Roman Catholic church in Luxembourg

St Martin's church is an 18th-century listed building and Catholic parish church in Junglinster, Grevenmacher (Luxembourg). It contains artworks and monuments from the older parish church that the building replaced. The oldest monuments commemorate members of the noble d'Orley family, to whom the Renaissance artist Bernard van Orley was related.

==History==
The parish has existed since medieval times, but by 1688 the original church was in a state of disrepair, and litigation about who was responsible for upkeep delayed renovation. In January 1744, Johannes Otto Borrigs became parish priest. In the 1750s Borrigs laid out a walled garden around the presbytery, and in 1762 had a new presbytery built in the style of a manor house. The contrast between the new presbytery and the dilapidation of the church itself led to pressure to build a new church.

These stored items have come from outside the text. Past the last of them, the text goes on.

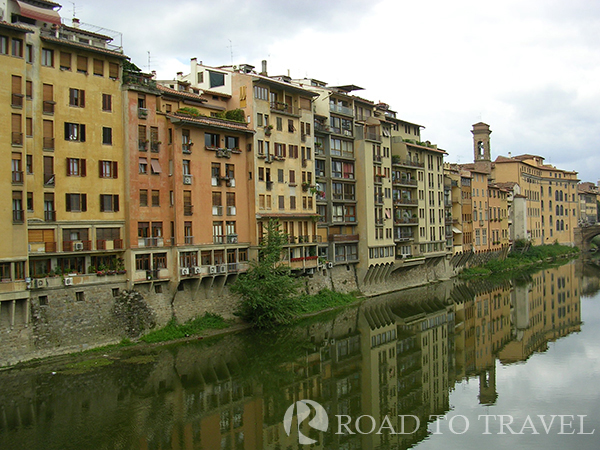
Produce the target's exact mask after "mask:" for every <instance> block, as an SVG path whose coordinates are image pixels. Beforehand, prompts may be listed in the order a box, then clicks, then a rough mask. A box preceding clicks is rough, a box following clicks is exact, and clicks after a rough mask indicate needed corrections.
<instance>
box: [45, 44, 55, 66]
mask: <svg viewBox="0 0 600 450" xmlns="http://www.w3.org/2000/svg"><path fill="white" fill-rule="evenodd" d="M42 66H46V67H54V50H50V49H48V48H43V49H42Z"/></svg>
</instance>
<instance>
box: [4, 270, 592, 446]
mask: <svg viewBox="0 0 600 450" xmlns="http://www.w3.org/2000/svg"><path fill="white" fill-rule="evenodd" d="M586 270H587V269H586ZM585 276H586V277H587V279H586V278H583V280H584V283H583V284H584V285H585V286H586V289H588V290H589V291H591V290H593V289H594V286H595V285H597V284H598V281H597V280H598V276H597V272H594V271H592V272H589V271H588V273H587V274H585ZM581 285H582V278H581V277H580V276H579V273H577V274H576V266H575V264H568V265H565V266H562V267H558V268H553V269H549V270H544V271H541V272H538V273H536V274H533V275H530V276H527V277H524V278H521V279H519V280H510V281H503V282H499V283H496V284H492V283H490V282H487V281H480V282H473V283H470V284H461V283H458V282H456V281H454V282H447V283H442V284H438V285H435V286H430V287H426V288H420V289H413V290H411V291H406V292H403V293H399V294H395V295H388V296H384V297H380V298H376V299H370V300H367V301H365V302H364V303H362V304H361V306H360V307H358V308H350V309H347V310H344V311H342V312H339V313H335V314H330V315H329V316H327V317H320V318H314V319H310V320H307V321H305V322H304V323H302V324H301V325H299V326H297V327H295V328H292V329H287V330H285V331H282V332H278V333H262V334H256V333H247V334H241V335H235V336H225V337H222V338H219V339H215V340H207V341H196V342H190V343H187V344H184V345H177V346H169V347H163V348H157V349H153V350H151V351H145V352H141V351H140V350H135V351H132V352H130V353H128V354H127V356H126V357H124V358H122V359H118V360H117V359H111V358H110V357H109V358H108V360H109V362H110V363H111V364H110V365H106V366H103V367H101V368H97V369H93V370H87V371H84V372H83V373H78V372H79V371H78V370H73V368H67V367H66V366H65V365H62V366H59V365H54V366H48V365H47V364H46V365H41V366H40V367H37V368H31V369H26V370H21V371H17V370H11V371H6V372H4V373H1V374H0V383H1V384H0V385H1V386H2V390H1V392H0V448H3V449H4V448H6V449H18V448H23V449H35V448H39V449H71V448H72V449H78V450H80V449H85V448H90V449H113V448H122V449H144V450H151V449H200V448H202V449H248V450H249V449H261V448H267V449H287V448H299V446H298V437H297V433H296V432H294V433H292V435H291V436H287V435H286V434H285V433H284V430H283V426H282V418H283V415H284V413H285V411H286V409H287V408H288V407H289V406H290V405H291V404H292V403H293V402H294V401H297V400H299V399H311V400H315V401H317V402H319V403H321V404H322V405H323V406H324V407H325V408H326V410H327V412H328V413H329V415H330V417H331V416H332V415H335V414H343V415H349V416H352V417H358V416H360V415H370V416H373V417H377V418H382V417H384V416H386V415H387V416H389V417H390V419H391V426H393V428H394V430H396V431H398V430H400V428H401V425H402V424H401V423H400V419H399V418H398V415H411V416H414V417H416V418H418V420H419V422H420V426H419V427H418V429H417V432H415V433H413V434H405V435H399V434H393V435H392V434H389V433H382V434H375V433H372V434H365V435H362V434H350V433H346V434H334V431H337V430H331V428H330V430H329V431H328V432H317V431H315V430H313V429H311V428H309V427H307V426H306V422H305V423H304V426H303V427H302V428H301V429H302V432H303V433H304V434H305V435H307V436H309V437H311V438H314V439H317V440H318V443H317V444H315V445H314V446H313V447H312V448H331V449H359V448H366V449H371V448H372V449H375V448H398V449H404V448H408V447H410V446H413V445H415V444H416V443H418V442H420V441H423V440H424V439H426V438H427V437H428V433H429V432H428V430H427V426H426V425H427V423H428V422H430V419H429V418H430V416H431V415H443V414H446V413H447V412H448V411H450V409H451V406H450V395H451V391H452V390H453V388H454V386H455V385H456V384H457V383H461V382H463V380H467V379H470V380H477V381H478V386H479V388H478V391H479V392H478V402H479V404H481V405H494V404H496V403H497V402H498V400H499V394H498V386H497V383H498V382H497V374H496V371H497V369H496V367H497V360H499V361H500V362H501V363H502V364H503V365H510V364H513V363H516V362H523V361H527V360H528V359H529V358H530V357H531V355H533V354H535V353H539V352H544V351H546V350H547V348H548V344H549V343H550V342H553V341H556V340H557V339H560V338H561V337H564V336H567V335H569V334H570V333H573V332H576V331H580V327H581V307H580V294H581V290H582V288H581ZM100 359H103V360H104V361H106V359H107V358H104V357H100ZM52 371H56V372H57V373H56V374H52ZM404 427H405V429H407V430H412V429H414V428H416V419H411V418H408V419H407V420H405V423H404ZM350 429H354V428H353V426H351V427H350Z"/></svg>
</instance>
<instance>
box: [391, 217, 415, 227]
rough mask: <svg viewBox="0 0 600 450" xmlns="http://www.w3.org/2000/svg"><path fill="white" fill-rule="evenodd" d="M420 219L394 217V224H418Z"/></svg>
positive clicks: (398, 224)
mask: <svg viewBox="0 0 600 450" xmlns="http://www.w3.org/2000/svg"><path fill="white" fill-rule="evenodd" d="M418 224H419V219H418V218H417V217H399V218H395V219H394V225H400V226H402V225H410V226H413V225H418Z"/></svg>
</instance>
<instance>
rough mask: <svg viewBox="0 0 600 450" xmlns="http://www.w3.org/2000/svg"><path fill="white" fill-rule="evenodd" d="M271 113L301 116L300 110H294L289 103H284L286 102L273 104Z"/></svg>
mask: <svg viewBox="0 0 600 450" xmlns="http://www.w3.org/2000/svg"><path fill="white" fill-rule="evenodd" d="M271 111H273V112H278V113H284V114H290V115H292V116H299V115H300V112H299V111H298V108H294V107H293V106H292V105H288V104H287V103H284V102H271Z"/></svg>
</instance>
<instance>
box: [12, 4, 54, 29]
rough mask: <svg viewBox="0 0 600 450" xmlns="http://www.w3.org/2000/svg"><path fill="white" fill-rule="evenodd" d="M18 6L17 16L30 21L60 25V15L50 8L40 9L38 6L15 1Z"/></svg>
mask: <svg viewBox="0 0 600 450" xmlns="http://www.w3.org/2000/svg"><path fill="white" fill-rule="evenodd" d="M15 1H16V2H17V5H19V14H20V15H22V16H24V17H29V18H30V19H35V20H39V21H41V22H48V23H54V24H56V25H60V23H61V22H60V14H58V12H57V11H54V10H53V9H50V8H40V7H39V6H33V5H30V4H28V3H25V2H20V1H19V0H15Z"/></svg>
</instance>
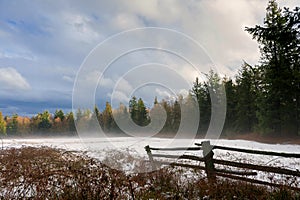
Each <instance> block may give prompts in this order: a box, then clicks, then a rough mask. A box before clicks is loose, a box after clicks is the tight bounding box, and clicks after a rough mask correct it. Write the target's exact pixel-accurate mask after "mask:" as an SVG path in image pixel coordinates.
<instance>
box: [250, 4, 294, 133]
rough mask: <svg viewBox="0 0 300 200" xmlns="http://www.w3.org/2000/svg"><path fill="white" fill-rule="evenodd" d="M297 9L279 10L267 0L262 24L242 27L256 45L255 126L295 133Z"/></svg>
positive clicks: (279, 8) (282, 131)
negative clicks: (257, 92) (257, 100)
mask: <svg viewBox="0 0 300 200" xmlns="http://www.w3.org/2000/svg"><path fill="white" fill-rule="evenodd" d="M299 15H300V14H299V8H296V9H295V10H294V11H289V10H288V9H285V10H284V11H282V10H281V9H280V8H279V7H278V5H277V3H276V1H275V0H270V1H269V4H268V7H267V13H266V18H265V20H264V26H259V25H256V26H255V27H254V28H246V31H248V32H249V33H250V34H251V35H252V36H253V38H254V39H256V40H257V41H258V43H259V44H260V50H261V55H262V57H261V62H262V65H261V66H260V67H261V70H260V71H261V75H260V77H261V90H260V92H259V94H258V104H257V106H258V112H257V114H258V115H257V117H258V121H259V128H260V130H261V131H262V132H263V133H276V134H281V135H282V134H287V133H289V134H292V135H297V134H298V130H297V129H299V127H298V126H299V125H298V124H299V121H298V119H299V112H298V111H299V102H298V101H299V55H300V51H299V44H300V43H299V24H300V21H299Z"/></svg>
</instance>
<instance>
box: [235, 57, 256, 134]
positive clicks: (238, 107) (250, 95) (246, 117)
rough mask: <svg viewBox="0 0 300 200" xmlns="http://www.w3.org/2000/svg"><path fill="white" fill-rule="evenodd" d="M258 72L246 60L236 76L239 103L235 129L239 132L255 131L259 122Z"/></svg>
mask: <svg viewBox="0 0 300 200" xmlns="http://www.w3.org/2000/svg"><path fill="white" fill-rule="evenodd" d="M257 73H258V72H257V69H255V68H253V67H251V66H250V65H249V64H247V63H246V62H245V63H244V64H243V66H242V69H241V70H240V71H239V74H238V75H237V77H236V83H237V86H236V94H237V95H236V98H237V102H236V103H237V105H236V120H235V129H236V131H238V132H239V133H250V132H253V131H254V129H255V126H256V124H257V117H256V110H257V108H256V102H257V92H258V84H257V82H256V80H257V78H256V77H257Z"/></svg>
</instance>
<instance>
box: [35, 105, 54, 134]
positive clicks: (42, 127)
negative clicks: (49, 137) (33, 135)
mask: <svg viewBox="0 0 300 200" xmlns="http://www.w3.org/2000/svg"><path fill="white" fill-rule="evenodd" d="M50 117H51V115H50V113H49V112H48V111H47V110H46V111H44V112H43V113H39V114H38V119H39V123H38V129H39V130H41V131H49V129H50V128H51V126H52V124H51V121H50Z"/></svg>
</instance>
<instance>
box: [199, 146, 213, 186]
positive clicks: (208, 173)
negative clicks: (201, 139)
mask: <svg viewBox="0 0 300 200" xmlns="http://www.w3.org/2000/svg"><path fill="white" fill-rule="evenodd" d="M201 145H202V150H203V158H204V162H205V172H206V174H207V178H208V180H209V182H214V181H215V180H216V174H215V166H214V160H213V156H214V152H213V151H212V149H213V146H211V145H210V141H203V142H201Z"/></svg>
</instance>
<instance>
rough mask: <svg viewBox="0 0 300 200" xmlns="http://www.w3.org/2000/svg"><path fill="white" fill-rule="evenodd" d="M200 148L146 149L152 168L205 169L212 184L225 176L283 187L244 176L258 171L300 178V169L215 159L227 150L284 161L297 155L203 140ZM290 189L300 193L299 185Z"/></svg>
mask: <svg viewBox="0 0 300 200" xmlns="http://www.w3.org/2000/svg"><path fill="white" fill-rule="evenodd" d="M195 145H196V146H197V147H176V148H155V147H150V146H149V145H148V146H146V147H145V150H146V152H147V154H148V157H149V161H150V163H151V166H152V169H153V170H156V169H158V166H161V165H171V166H180V167H188V168H193V169H199V170H204V171H205V172H206V175H207V178H208V180H209V181H211V182H214V181H215V180H216V177H217V176H220V177H226V178H230V179H235V180H240V181H246V182H250V183H255V184H262V185H267V186H275V187H280V186H283V185H282V184H279V183H273V182H268V181H263V180H257V179H254V178H248V177H245V176H255V175H257V172H258V171H260V172H268V173H276V174H282V175H288V176H294V177H300V171H299V170H300V169H299V170H291V169H285V168H280V167H272V166H262V165H255V164H249V163H243V162H235V161H229V160H220V159H215V158H214V157H213V156H214V150H215V149H219V150H227V151H236V152H240V153H248V154H259V155H268V156H280V157H284V158H300V154H295V153H283V152H272V151H261V150H252V149H243V148H234V147H226V146H218V145H211V144H210V141H203V142H202V143H195ZM200 150H201V151H202V156H196V155H179V156H178V155H170V154H162V153H159V154H157V153H154V154H153V153H152V151H172V152H173V151H196V152H197V151H199V152H200ZM155 158H159V159H162V158H166V159H177V160H182V159H184V160H188V161H189V160H190V161H199V162H200V163H204V166H201V165H200V164H198V165H196V164H186V163H180V162H177V161H176V162H168V161H162V160H159V159H155ZM215 164H217V165H222V166H230V167H235V168H237V169H238V170H227V169H218V168H216V167H215ZM246 169H247V170H254V171H246ZM285 187H289V188H290V189H292V190H297V191H300V188H299V187H300V185H296V186H285Z"/></svg>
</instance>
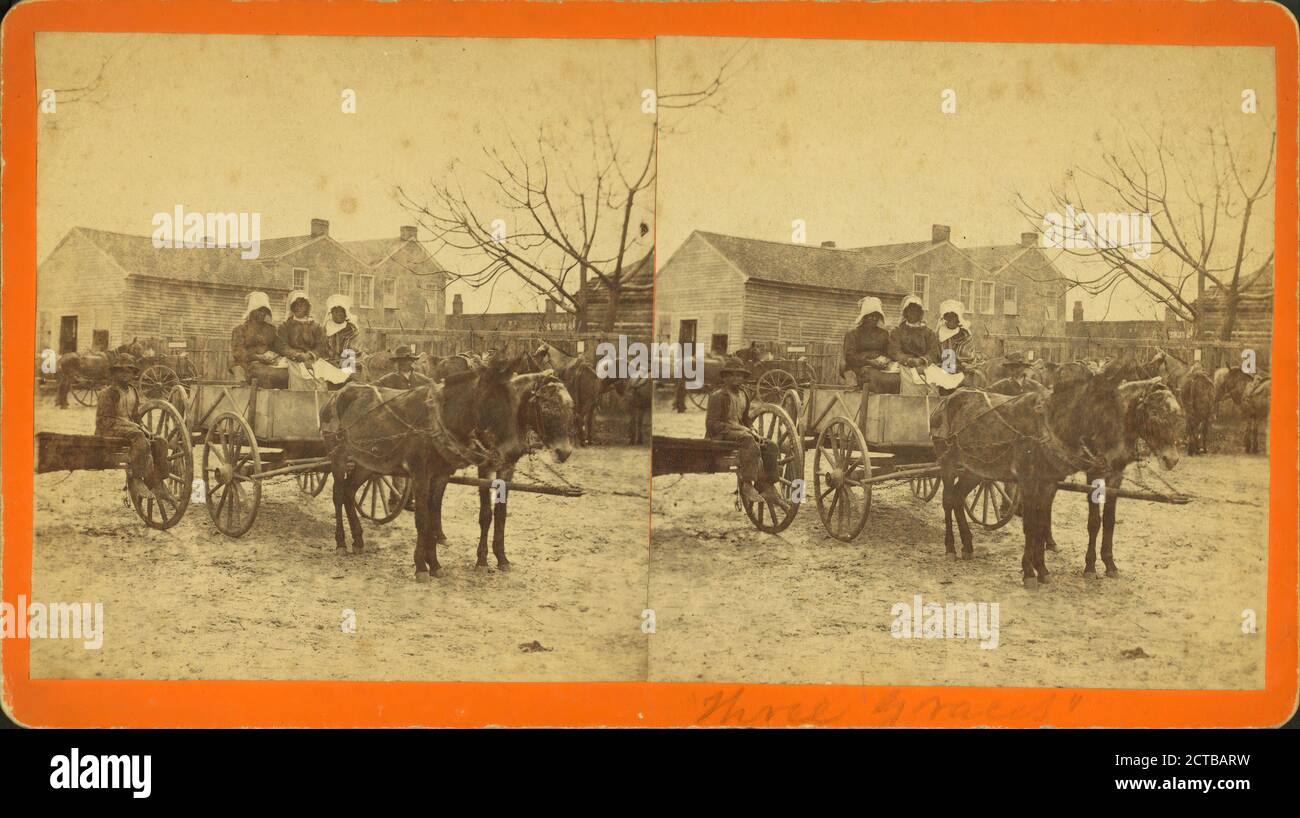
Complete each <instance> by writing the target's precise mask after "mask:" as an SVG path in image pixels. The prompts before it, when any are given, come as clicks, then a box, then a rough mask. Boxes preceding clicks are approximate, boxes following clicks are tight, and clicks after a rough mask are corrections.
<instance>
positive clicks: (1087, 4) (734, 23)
mask: <svg viewBox="0 0 1300 818" xmlns="http://www.w3.org/2000/svg"><path fill="white" fill-rule="evenodd" d="M38 31H148V33H213V34H218V33H220V34H294V35H387V36H415V35H420V36H529V38H654V36H668V35H695V36H748V38H789V36H798V38H806V39H872V40H932V42H998V43H1002V42H1005V43H1026V42H1028V43H1114V44H1119V43H1123V44H1135V46H1140V44H1170V46H1173V44H1184V46H1196V44H1201V46H1209V44H1213V46H1265V47H1271V48H1274V55H1275V69H1277V90H1278V92H1277V121H1278V127H1279V133H1278V155H1277V178H1278V179H1282V181H1284V182H1287V183H1279V185H1278V187H1277V195H1275V225H1277V237H1275V254H1277V265H1275V269H1277V280H1275V281H1277V286H1275V290H1277V293H1291V294H1295V293H1296V259H1297V248H1296V222H1297V211H1296V187H1295V183H1294V181H1295V179H1296V178H1297V176H1296V131H1295V130H1283V129H1287V127H1291V126H1294V124H1296V122H1297V116H1296V91H1297V64H1296V42H1297V39H1296V23H1295V20H1294V18H1292V17H1291V16H1290V14H1288V13H1287V12H1286V9H1283V8H1282V7H1279V5H1273V4H1266V3H1255V4H1247V3H1227V1H1223V0H1214V1H1209V3H1187V1H1169V0H1166V1H1139V0H1132V1H1121V3H1097V1H1089V0H1084V1H1079V3H1050V1H1040V0H1026V1H1017V3H914V4H907V3H880V4H870V5H866V4H863V5H858V4H849V3H689V4H682V3H519V1H508V3H448V1H446V0H432V1H428V3H412V1H403V3H382V4H381V3H374V1H365V0H334V1H331V3H305V1H302V0H287V1H282V3H265V1H256V0H255V1H248V3H227V1H222V0H185V1H173V3H159V1H152V0H101V1H95V0H44V1H32V3H25V4H21V5H17V7H14V9H13V10H12V12H10V13H9V16H8V17H5V20H4V27H3V90H4V92H3V100H0V104H3V112H0V125H3V157H4V176H3V187H0V194H3V218H0V225H3V234H0V235H3V256H0V260H3V274H4V277H3V282H4V286H3V291H0V293H3V313H0V315H3V326H4V345H3V403H0V414H3V417H4V424H3V428H0V434H3V437H0V443H3V445H0V475H3V481H4V485H3V489H4V528H3V531H4V554H3V559H4V564H3V574H0V576H3V598H4V601H6V602H9V603H16V601H17V597H18V596H19V594H22V596H26V597H29V598H30V590H31V542H32V429H34V424H32V411H34V398H35V395H34V384H32V377H31V362H32V360H35V358H34V355H35V269H36V242H35V237H36V221H35V220H36V209H35V202H36V176H35V170H36V139H35V134H36V104H38V99H36V87H35V33H38ZM1296 326H1297V321H1296V300H1295V299H1277V302H1275V304H1274V349H1273V376H1274V386H1275V388H1277V386H1281V389H1277V390H1275V391H1274V399H1273V411H1271V416H1270V436H1269V440H1270V445H1271V451H1270V489H1271V501H1273V502H1271V503H1270V516H1269V531H1270V542H1269V589H1268V618H1266V629H1265V639H1266V662H1265V688H1264V689H1262V691H1126V689H1086V688H1079V689H1069V688H1053V689H1034V688H943V687H857V685H733V684H695V683H690V684H685V683H360V681H356V683H354V681H153V680H148V681H146V680H39V679H38V680H32V679H30V678H29V645H27V644H26V642H25V641H22V640H4V642H3V644H0V650H3V662H0V663H3V685H4V705H5V709H6V710H8V711H9V713H10V715H13V717H14V718H16V719H17V720H18V722H19V723H23V724H30V726H43V727H108V726H113V727H185V726H190V727H235V726H311V727H328V726H352V727H398V726H409V724H424V726H484V724H502V726H601V724H603V726H690V724H706V726H715V724H731V726H741V724H768V726H785V724H833V726H949V727H969V726H1008V727H1013V726H1037V724H1053V726H1061V727H1082V726H1114V727H1209V726H1217V727H1235V726H1273V724H1279V723H1282V722H1286V720H1287V718H1290V715H1291V714H1292V713H1294V710H1295V705H1296V675H1297V637H1296V614H1297V609H1296V579H1297V574H1296V555H1297V548H1296V523H1297V519H1296V497H1297V493H1296V463H1297V456H1296V455H1297V450H1296V432H1297V424H1296V373H1297V367H1296ZM647 480H649V476H647ZM1047 593H1050V590H1049V592H1047ZM629 622H630V623H632V624H630V627H634V618H633V619H632V620H629Z"/></svg>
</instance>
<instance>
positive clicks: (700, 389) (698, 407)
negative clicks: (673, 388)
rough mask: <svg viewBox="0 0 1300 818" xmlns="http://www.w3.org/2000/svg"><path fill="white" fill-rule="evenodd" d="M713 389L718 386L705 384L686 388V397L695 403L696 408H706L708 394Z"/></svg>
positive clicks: (693, 402)
mask: <svg viewBox="0 0 1300 818" xmlns="http://www.w3.org/2000/svg"><path fill="white" fill-rule="evenodd" d="M715 389H718V388H716V386H710V385H708V384H705V385H703V386H701V388H699V389H688V390H686V397H688V398H690V402H692V403H694V404H695V408H708V395H710V394H711V393H712V391H714V390H715Z"/></svg>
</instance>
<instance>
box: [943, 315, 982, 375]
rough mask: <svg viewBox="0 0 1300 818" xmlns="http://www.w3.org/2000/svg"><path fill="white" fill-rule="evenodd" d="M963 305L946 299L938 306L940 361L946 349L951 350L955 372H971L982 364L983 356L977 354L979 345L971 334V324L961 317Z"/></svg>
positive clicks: (977, 367) (945, 354)
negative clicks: (940, 350) (939, 315)
mask: <svg viewBox="0 0 1300 818" xmlns="http://www.w3.org/2000/svg"><path fill="white" fill-rule="evenodd" d="M962 312H963V306H962V302H959V300H957V299H948V300H945V302H944V303H941V304H940V306H939V315H940V319H939V326H936V332H937V333H939V346H940V350H941V355H940V362H943V359H944V355H946V351H948V350H952V352H953V356H954V360H953V363H954V365H956V367H957V369H956V371H957V372H971V371H975V369H978V368H979V367H982V365H984V358H983V356H982V355H980V354H979V345H978V343H976V342H975V336H974V334H971V325H970V321H967V320H966V319H965V317H962Z"/></svg>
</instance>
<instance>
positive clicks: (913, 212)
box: [656, 38, 1275, 319]
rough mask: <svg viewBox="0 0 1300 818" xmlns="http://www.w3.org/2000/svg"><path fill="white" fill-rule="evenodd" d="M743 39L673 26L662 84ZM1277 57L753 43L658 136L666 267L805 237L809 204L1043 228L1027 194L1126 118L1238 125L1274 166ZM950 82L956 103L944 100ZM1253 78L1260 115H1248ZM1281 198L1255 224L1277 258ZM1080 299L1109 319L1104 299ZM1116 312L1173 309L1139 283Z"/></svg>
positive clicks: (865, 210)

Agreement was reached in 1771, and the new building was erected in 1772–1773, to plans attributed to Paul Mungenast (1735–1797), master of works to the Abbey of Echternach. The inspiration for the design was the Basilica of St. Paulinus, Trier.

The building was consecrated on 24 July 1774 by the auxiliary bishop, Johann Nikolaus von Hontheim. The murals were painted by the Czech artist Ignatius Millim (1747–1820). The Altar of Our Lady dates to 1903.

Enlargement works were carried out in 1938, and restorations in 1973 and 2010.